Einstimmig haben die im Bezirksparlament vertretenden Fraktionen den „Masterplan Mobilität Josefstadt“ beschlossen. Das freut uns sehr, vor allem, weil nach langen Jahren der Verhandlungen eine Menge guter und vernünftiger Ziele in diesem Papier festgehalten werden. Ob es das Papier wert ist, auf dem es geschrieben steht, wird die Zukunft weisen. Ich habe da so meine Zweifel.
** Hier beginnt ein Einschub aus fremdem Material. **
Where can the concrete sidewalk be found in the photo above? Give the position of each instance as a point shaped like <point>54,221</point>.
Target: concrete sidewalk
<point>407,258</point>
Wir sind Klimabündnis und Fairtrade-Bezirk, haben als Bezirk die Charta für das Gehen („Walk21“) unterzeichnet und medienwirksam wurde die „Umweltcharta“ präsentiert. Doch wie heißt es schön? „Nicht das Erreichte zählt, sondern das Erzählte reicht.“ Offensichtlich genügt es, die guten Vorsätze zu Papier zu bringen. Umgesetzt wurde von den unzähligen Ideen und Projekten bisher gar nichts!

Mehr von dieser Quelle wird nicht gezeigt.